On Friday, local faith leaders associated with the group Faith in Florida/PICO National Network issued statements calling for Hillsborough County officials to reexamine policies that doom a disproportionate number of African Americans to lives of poverty and incarceration.
“It is time for elected officials to take seriously their responsibility to put families first,” said Nanci Palacios, lead organizer for Faith in Florida, in a written statement. “One way to put families first is to change the culture in Tampa from a punitive, crime-and-punishment model to one that gives families every opportunity to succeed. In Hillsborough County, this means toppling racist monuments.”
In a way, that's already happening. State Attorney Andrew Warren, a Democrat with a progressive philosophy on criminal justice won his seat in 2016, is moving away from a climate where law enforcement throws the book at black youth while letting questionable police practices go.
Rev.

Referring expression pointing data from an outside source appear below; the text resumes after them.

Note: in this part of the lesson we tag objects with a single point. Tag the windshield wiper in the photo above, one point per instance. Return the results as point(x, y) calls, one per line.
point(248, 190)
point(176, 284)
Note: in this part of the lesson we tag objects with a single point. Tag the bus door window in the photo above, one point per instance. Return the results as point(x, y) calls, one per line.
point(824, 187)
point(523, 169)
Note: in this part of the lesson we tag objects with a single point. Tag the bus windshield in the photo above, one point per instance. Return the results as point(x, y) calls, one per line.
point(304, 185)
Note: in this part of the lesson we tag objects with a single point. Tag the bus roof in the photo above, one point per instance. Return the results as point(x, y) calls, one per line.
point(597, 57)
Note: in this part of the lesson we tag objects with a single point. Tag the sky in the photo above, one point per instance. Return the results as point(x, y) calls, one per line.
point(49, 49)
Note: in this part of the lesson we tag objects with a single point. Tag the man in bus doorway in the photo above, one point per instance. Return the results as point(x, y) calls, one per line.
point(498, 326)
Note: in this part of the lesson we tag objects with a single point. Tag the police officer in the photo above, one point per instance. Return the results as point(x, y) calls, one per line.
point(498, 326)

James T. Golden, social action director of the African Methodist Episcopal Church in Florida, said the fact that two commissioners voted to keep the monument in place — commissioners Ken Hagan and Stacy White — is evidence enough that this county has a long way to go on civil rights.
“As a spiritual leader, it’s disappointing that the Hillsborough County Commissioners were not able to unite around such an important moral issue as this. The display of moral ambivalence by the two dissenters is more than ample evidence of the work that needs to be done by PICO National Network through Faith in Florida in this state,” he said.